With the Panther pulled apart and engineering work completed, Steve wanted some paintwork doing on the cycle parts.
Words: TIM BRITTON Photographs: STEVE PARRISH
The world of refinishing motorcycle parts has moved on a long way since the early days of the British industry, and the early days of the restoration hobby too for that matter. Once Steve Parrish got the restoration bit between his teeth and the Panther had to come apart for some engineering work, then it made sense to refinish the frame and cycle parts.
“I wasn’t going to do it, then I thought well, it’s apart, it will have to come apart again if I wanted to paint it, so I had it done,” said Steve.
As have many restorers, engineers and mechanics, Mr Parrish has a network of people who do all sorts of things mechanical for his bikes and vehicles. One of these contacts being Morley Brothers in Cambridge who are specialists in all types of paintwork and powder coating.
“I knew them from the race days as Mark over there did race a bit and it’s always nice to entrust your motorcycle parts to a motorcyclist to do the work. I took along all the rusty bits and pieces and they sorted everything out and back they came all shiny and black for the frame and the tank resplendent in orangey red with silver panels,” Steve explained.

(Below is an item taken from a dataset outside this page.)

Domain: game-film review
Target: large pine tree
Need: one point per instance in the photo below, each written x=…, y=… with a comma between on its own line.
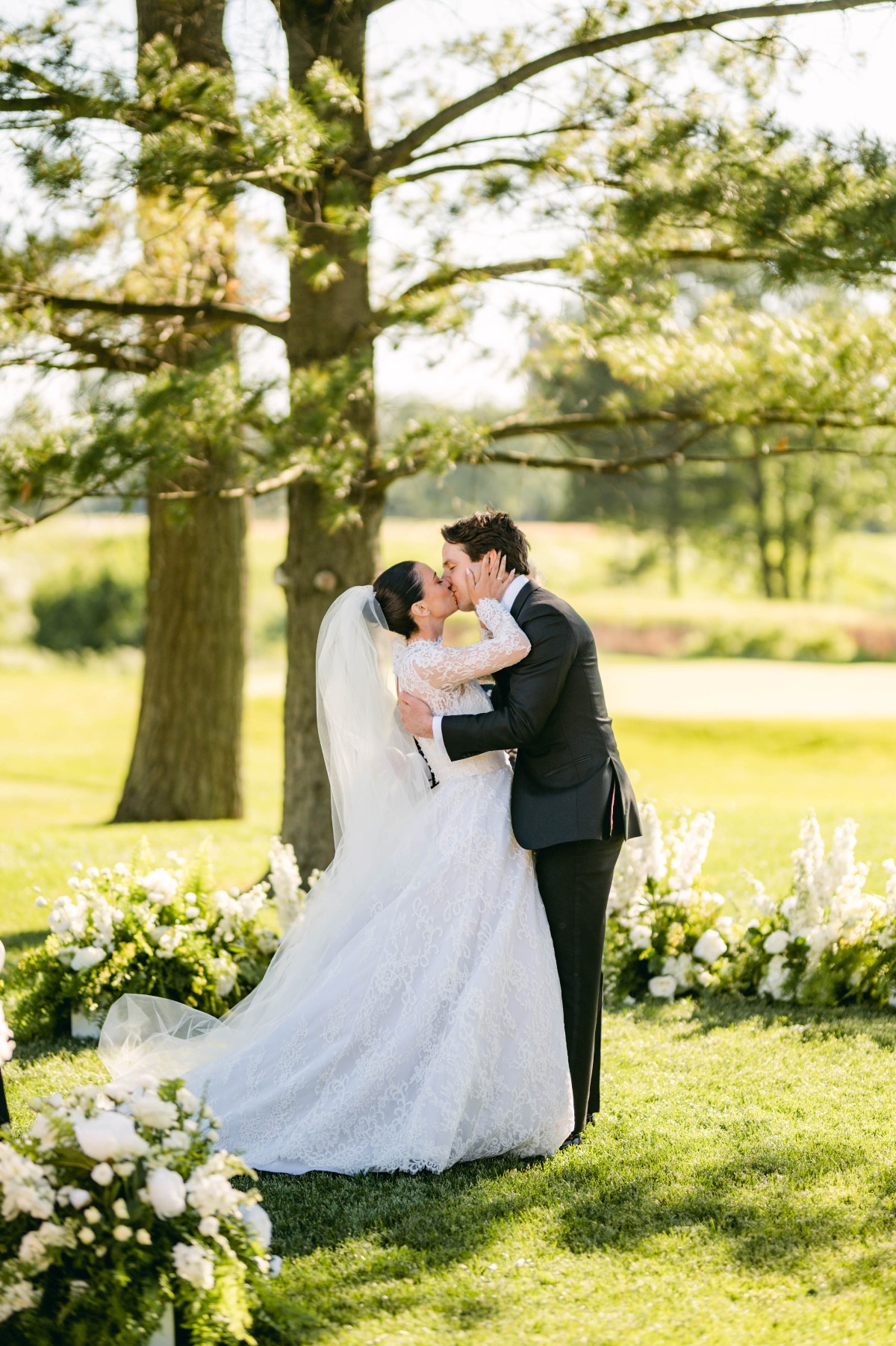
x=644, y=179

Steve had initially thought about doing the engineering side of things, like all the tin bashing to get the dings and dents out of the cycle parts and any welding too, but in the end he didn’t even have to degrease anything. “The lads down there have a wet-blaster so you don’t even have to wash things beforehand and there’s an engineering place next door to them who repair all sorts of bits too.”
Just as with the motorcycle industry in its fledgling years, the coatings industry has made advances and all sorts of finishes are on offer from aerospace coatings as used on the Big D Cycles racing Triumph in the 1980s to the tins of paint on sale at the local DIY superstore.